Взгляд Лона упал на ее руку. Рука была в шрамах, зарубках, следах ударов. В следах уколов и порезов. Рука сияла богатой историей. И вдруг Лон увидел ее. Увидел ее тренировку, увидел ее движения, напоминающие движения танцора по отполированному деревянному полу. Увидел удары, ломающие ей костяшки пальцев, кровь, льющуюся из ее ран.
А вот и церемония инициации. Клятва. Расставание с именем – словно ветер ворвался из темноты и унес его в пустоту, звук за звуком, слог за слогом.
Лон увидел ее детство. Вот она бежит по песчаному пляжу, и ветер как флаг развевает ее черные волосы. Вот она останавливается возле разлагающегося тюленьего трупа, у которого из черепа торчат черные глаза и зубы. Запах моря сливается с запахом гниения. Но она даже не вздрагивает.
Ее родители были врачами. Ничего удивительного, сказали они, когда она рассказала им про тюленя. Ничего необычного. Она же видела родителей за работой! И это хорошо, что ее не тошнило при виде крови. Она будет такой же, как ее мама и папа.
Мать со смехом качала ее на руках, и материнские пальцы бегали по ее животику как паучки. Мать не переставая смеялась. Всплески ее смеха разносились по кухне, где рядом с деревянным столом, в окружении чугунных котлов стоял у плиты ее отец, посмеиваясь и помешивая что-то на раскаленной сковородке деревянной лопаткой.
А мать мурлыкала ей в завитки волос на затылке:
– Мария, моя маленькая Мария.
Этот образ был таким сильным и плотным, что Лон, практически бездыханный, резким движением вернулся в собственное тело.
Второй ликвидатор внимательно смотрела на него, и луна ее лица вставала над ним.
– Мария, – сказал он.
Слово утонуло в ее глазах.
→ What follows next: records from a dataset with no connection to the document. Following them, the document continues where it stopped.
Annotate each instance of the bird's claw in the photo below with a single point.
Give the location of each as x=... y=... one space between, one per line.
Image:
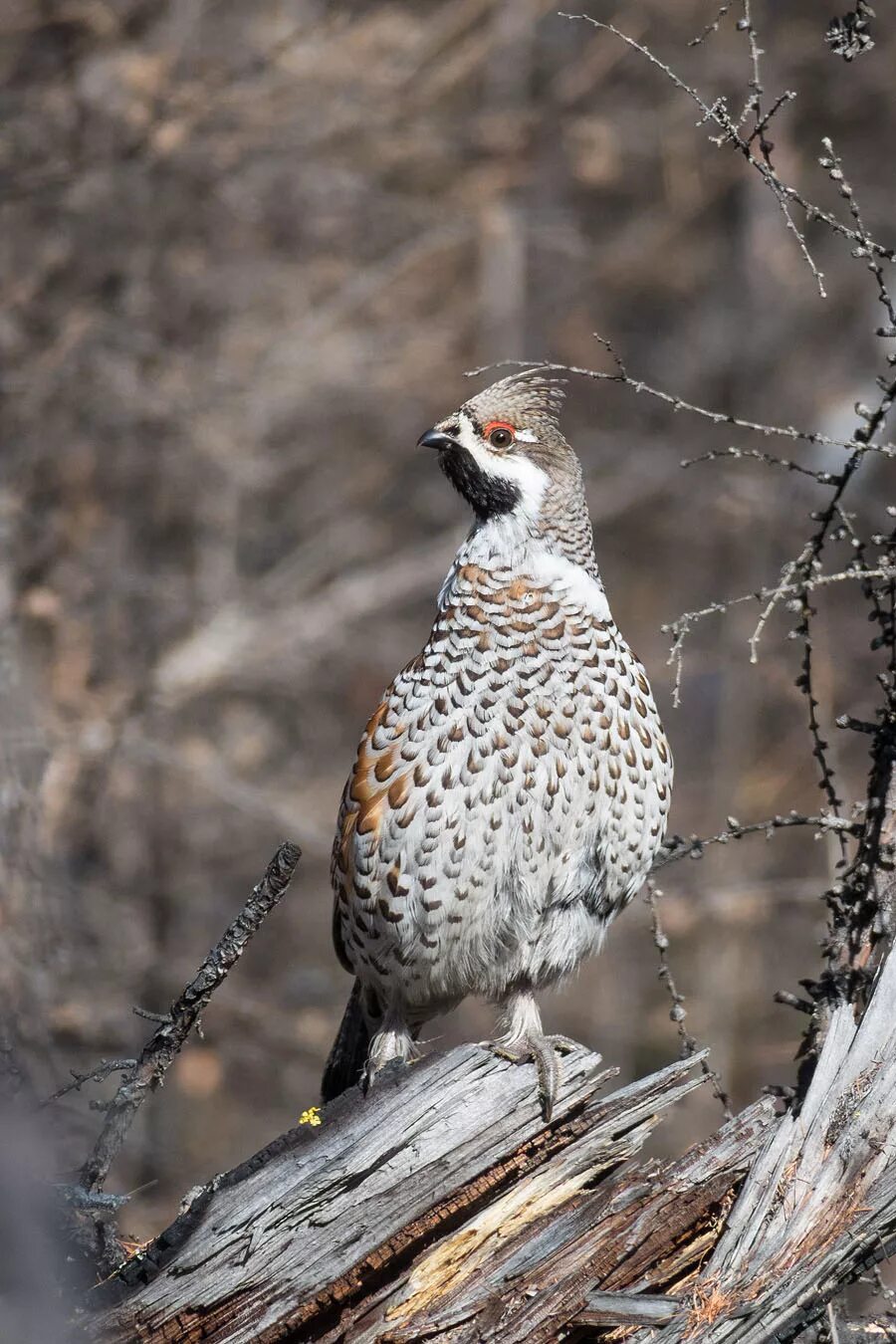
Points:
x=543 y=1052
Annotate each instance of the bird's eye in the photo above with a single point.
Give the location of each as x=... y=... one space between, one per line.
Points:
x=500 y=434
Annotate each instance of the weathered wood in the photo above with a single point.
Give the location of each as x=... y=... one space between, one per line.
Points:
x=642 y=1229
x=406 y=1198
x=819 y=1202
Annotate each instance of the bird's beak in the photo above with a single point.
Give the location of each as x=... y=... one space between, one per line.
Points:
x=435 y=438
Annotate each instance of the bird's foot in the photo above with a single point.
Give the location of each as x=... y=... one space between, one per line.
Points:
x=394 y=1044
x=542 y=1051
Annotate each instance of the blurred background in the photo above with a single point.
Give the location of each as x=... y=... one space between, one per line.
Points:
x=249 y=253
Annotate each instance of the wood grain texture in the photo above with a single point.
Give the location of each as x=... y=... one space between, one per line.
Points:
x=403 y=1198
x=819 y=1202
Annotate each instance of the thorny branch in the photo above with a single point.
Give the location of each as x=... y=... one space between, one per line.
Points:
x=161 y=1048
x=689 y=1044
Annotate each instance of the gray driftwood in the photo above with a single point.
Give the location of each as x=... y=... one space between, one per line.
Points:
x=443 y=1206
x=416 y=1202
x=819 y=1202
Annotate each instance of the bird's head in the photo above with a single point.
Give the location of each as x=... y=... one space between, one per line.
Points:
x=504 y=450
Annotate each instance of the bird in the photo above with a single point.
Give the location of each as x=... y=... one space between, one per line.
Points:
x=511 y=789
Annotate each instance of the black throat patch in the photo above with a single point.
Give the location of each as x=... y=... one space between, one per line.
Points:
x=487 y=495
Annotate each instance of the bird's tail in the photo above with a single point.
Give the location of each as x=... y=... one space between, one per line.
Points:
x=348 y=1055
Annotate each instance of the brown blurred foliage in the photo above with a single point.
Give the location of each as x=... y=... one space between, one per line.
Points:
x=249 y=252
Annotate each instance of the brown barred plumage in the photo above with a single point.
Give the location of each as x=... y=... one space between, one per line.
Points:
x=511 y=790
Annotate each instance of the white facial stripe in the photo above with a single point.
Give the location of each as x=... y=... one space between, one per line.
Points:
x=530 y=479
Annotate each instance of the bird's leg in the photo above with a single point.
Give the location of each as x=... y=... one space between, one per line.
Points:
x=522 y=1040
x=395 y=1039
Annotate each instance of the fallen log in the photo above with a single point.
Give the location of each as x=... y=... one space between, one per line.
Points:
x=410 y=1213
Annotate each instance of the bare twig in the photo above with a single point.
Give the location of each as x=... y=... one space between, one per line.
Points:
x=680 y=403
x=679 y=1012
x=104 y=1068
x=693 y=847
x=166 y=1040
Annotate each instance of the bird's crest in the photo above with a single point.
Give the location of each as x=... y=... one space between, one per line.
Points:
x=526 y=396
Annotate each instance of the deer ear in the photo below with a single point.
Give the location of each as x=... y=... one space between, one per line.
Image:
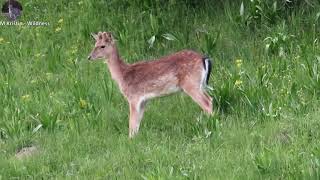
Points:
x=94 y=36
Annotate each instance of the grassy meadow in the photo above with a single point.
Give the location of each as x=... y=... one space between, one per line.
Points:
x=266 y=80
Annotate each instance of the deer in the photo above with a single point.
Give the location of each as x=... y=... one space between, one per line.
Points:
x=186 y=71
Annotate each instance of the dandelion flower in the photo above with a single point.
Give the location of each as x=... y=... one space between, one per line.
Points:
x=238 y=82
x=60 y=21
x=58 y=29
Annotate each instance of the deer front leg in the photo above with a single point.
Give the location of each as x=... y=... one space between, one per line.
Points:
x=136 y=114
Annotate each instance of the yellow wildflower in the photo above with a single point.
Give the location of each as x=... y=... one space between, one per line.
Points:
x=60 y=21
x=238 y=82
x=58 y=29
x=83 y=104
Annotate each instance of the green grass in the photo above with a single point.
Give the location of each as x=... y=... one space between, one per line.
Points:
x=266 y=101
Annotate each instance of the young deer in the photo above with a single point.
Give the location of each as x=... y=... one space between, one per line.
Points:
x=186 y=70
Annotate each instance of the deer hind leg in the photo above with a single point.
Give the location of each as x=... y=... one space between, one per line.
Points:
x=136 y=114
x=200 y=97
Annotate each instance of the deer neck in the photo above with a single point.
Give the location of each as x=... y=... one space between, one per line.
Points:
x=116 y=65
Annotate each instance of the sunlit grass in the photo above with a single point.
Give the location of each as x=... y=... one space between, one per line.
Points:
x=266 y=81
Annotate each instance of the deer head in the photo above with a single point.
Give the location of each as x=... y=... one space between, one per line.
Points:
x=104 y=46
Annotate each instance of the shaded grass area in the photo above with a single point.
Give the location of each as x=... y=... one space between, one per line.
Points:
x=265 y=79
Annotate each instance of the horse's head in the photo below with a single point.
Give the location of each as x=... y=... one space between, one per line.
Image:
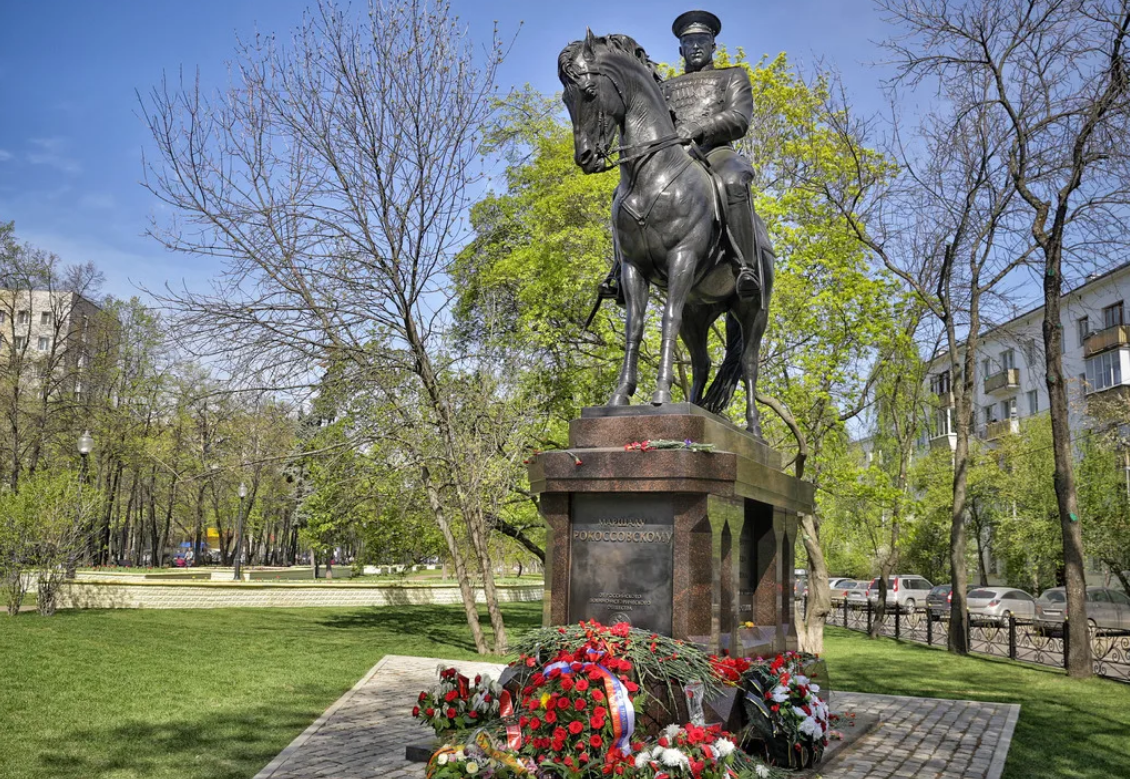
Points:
x=594 y=102
x=599 y=76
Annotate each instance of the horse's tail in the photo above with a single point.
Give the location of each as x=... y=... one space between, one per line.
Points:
x=726 y=381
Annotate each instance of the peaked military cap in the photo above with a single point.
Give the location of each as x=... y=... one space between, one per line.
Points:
x=696 y=22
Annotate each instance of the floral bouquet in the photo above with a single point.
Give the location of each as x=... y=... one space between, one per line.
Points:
x=575 y=710
x=784 y=711
x=687 y=751
x=457 y=703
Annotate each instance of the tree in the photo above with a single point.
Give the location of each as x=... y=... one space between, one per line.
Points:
x=1051 y=76
x=332 y=180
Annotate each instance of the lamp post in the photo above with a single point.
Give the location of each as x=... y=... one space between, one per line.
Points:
x=85 y=447
x=238 y=531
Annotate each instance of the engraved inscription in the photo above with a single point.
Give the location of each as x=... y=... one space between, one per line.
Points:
x=622 y=560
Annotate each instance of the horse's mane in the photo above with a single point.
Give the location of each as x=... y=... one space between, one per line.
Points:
x=617 y=43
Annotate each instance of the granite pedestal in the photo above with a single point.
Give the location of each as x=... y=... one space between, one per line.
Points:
x=686 y=544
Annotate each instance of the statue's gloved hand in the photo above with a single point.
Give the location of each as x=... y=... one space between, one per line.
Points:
x=689 y=131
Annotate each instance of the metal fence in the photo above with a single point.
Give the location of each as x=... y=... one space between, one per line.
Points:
x=1016 y=639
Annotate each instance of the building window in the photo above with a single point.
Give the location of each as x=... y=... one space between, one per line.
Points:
x=941 y=425
x=1104 y=371
x=1112 y=316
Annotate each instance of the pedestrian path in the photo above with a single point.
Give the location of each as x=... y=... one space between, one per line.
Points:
x=363 y=735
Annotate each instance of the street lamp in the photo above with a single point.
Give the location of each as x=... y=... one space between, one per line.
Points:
x=85 y=447
x=238 y=531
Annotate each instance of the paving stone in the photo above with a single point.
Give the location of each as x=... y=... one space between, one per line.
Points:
x=363 y=735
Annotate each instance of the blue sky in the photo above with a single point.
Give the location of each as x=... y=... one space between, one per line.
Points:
x=71 y=140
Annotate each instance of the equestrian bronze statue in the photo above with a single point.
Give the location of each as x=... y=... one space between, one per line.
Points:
x=681 y=215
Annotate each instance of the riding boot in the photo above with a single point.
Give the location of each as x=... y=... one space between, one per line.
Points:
x=613 y=287
x=739 y=215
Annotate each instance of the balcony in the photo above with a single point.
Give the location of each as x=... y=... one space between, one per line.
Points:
x=1004 y=381
x=999 y=430
x=1110 y=338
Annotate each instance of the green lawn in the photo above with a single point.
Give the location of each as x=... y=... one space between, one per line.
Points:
x=217 y=693
x=205 y=693
x=1067 y=729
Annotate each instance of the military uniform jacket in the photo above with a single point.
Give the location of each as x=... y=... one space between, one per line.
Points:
x=720 y=101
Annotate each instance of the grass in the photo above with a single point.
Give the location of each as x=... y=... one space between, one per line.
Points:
x=1068 y=729
x=217 y=693
x=188 y=694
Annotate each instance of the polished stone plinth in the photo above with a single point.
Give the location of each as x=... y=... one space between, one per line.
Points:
x=688 y=544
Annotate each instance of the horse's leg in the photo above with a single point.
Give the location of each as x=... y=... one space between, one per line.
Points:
x=635 y=297
x=754 y=319
x=695 y=328
x=680 y=274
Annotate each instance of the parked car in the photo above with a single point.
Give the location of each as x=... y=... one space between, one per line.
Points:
x=996 y=604
x=843 y=587
x=904 y=591
x=1107 y=609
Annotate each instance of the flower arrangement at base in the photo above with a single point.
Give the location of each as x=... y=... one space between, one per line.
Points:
x=785 y=713
x=687 y=752
x=457 y=703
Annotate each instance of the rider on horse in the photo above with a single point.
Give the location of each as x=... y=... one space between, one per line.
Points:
x=712 y=107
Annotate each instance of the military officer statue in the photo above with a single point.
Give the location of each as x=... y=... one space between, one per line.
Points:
x=712 y=109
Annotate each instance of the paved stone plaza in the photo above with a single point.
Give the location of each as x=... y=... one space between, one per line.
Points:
x=364 y=734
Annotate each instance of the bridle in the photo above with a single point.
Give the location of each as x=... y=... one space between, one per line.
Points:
x=605 y=150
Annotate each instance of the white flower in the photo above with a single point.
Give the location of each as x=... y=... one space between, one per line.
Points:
x=724 y=747
x=675 y=759
x=810 y=727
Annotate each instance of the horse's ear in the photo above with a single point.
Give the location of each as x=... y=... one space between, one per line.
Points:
x=589 y=41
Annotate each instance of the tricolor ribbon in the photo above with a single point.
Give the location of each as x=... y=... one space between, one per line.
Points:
x=619 y=704
x=513 y=732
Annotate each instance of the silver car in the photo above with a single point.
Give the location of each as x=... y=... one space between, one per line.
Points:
x=997 y=604
x=1107 y=609
x=844 y=587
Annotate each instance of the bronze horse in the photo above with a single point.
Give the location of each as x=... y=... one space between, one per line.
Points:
x=667 y=225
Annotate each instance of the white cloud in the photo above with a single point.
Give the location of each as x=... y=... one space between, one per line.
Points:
x=50 y=152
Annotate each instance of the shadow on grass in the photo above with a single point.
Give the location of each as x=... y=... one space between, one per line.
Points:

Она улыбнулась – страдальческой улыбкой, в которой затаилась боль. У нее было имя.
В следующую минуту он держал ее в своих объятьях, нежно гладя по щеке. Затем их губы соединились – сперва мимолетно, а затем, когда она попыталась отпрянуть, он впился в ее рот с настойчивостью изголодавшегося мужчины. Пряди ее волос завивались вокруг его пальцев, связывая их.
Ее губы оказались мягкими – гораздо мягче, чем он представлял, – и перед его глазами заполыхали, заискрились золотые огни. Огни их жизней, слившихся в одну. Огни украденных поцелуев. Горячего дыхания.
Вместе они способны на великие дела. Им подвластна магия, о которой никто и никогда не слышал.
А потом ви́дение исчезло, и всё, что он ощущал теперь, – это движение ее губ да запах ветра и меди, исходящий от ее кожи. И всё, что он увидел, когда открыл глаза, были тени ее скул да ресницы, подобные лезвиям кос; и еще стеклянный потолок, засыпанный снегом.